We had some knowledge of the role that project managers play in the translation process from SMLM153 (The Translation Profession module on the MA), but not vendor managers and localisation engineers. Ksenia’s presentation covered these in detail and the kind of personalities that may be suited to them. Vendor management is the headhunting of freelancers and dealing with client feedback or performance monitoring, while localisation engineers ensure that all technology and IT systems are up to date. They are also responsible for the maintenance and development of CAT tools (Computer Assisted Translation software). These roles are pretty standard in most LSPs (language service providers), so Ksenia’s presentation gave us an insight into the industry itself, not just life at Codex.
Ksenia also gave us a taster of the project management role and the decisions that go into putting together a translation project. Project managers must be able to deal with last minute requests from clients and then work quickly to analyse the project and find translators with the right specialisms for the project.
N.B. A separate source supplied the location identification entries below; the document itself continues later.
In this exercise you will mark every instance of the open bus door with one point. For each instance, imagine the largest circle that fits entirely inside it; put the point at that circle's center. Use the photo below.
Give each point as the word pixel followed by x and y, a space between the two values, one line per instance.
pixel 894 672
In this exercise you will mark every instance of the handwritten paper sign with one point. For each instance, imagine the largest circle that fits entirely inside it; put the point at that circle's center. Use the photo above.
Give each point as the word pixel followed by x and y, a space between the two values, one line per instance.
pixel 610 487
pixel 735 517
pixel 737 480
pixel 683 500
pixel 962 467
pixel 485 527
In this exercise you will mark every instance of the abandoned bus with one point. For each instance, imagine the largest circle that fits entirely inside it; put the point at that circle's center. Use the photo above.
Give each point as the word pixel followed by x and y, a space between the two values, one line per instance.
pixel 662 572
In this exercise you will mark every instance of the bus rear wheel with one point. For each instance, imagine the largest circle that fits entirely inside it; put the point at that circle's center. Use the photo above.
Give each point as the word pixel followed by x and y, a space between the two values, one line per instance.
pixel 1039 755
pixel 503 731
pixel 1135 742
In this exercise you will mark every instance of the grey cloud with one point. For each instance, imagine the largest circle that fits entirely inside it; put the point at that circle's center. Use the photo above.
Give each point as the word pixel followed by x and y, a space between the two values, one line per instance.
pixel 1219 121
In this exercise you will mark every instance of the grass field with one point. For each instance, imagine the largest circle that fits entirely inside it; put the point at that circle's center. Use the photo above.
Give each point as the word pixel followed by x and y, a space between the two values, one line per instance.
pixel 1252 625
Ksenia gave us a scenario that project managers are frequently faced with: a company has contacted you on Friday afternoon with an urgent project that they need translated by Monday morning. How do you deal with this? She gave us basic information about the project and in pairs, we chose our hypothetical translators (Translation Studies director Professor Michelle Bolduc and I chose ‘Ironman’, a hypothetical marketing and transcreation specialist) and worked out quotes for the client and the profit margins. This was easier said than done, as Michelle and I had apparently temporarily lost our ability to calculate percentages!
Following the group feedback, we spoke to a recent graduate of the Exeter MA, who is currently an intern at Codex, about his experiences as a PM and the transition from the MA programme to his internship. Following this Q and A, we ventured back out into the sweltering heat of Oxford Street, our minds reeling with a whole realm of new career possibilities opened to us.
We would like to thank Michelle for organising such an insightful trip, and to Ksenia and everyone at Codex Global for the opportunity to gain such an invaluable look into the world of LSPs!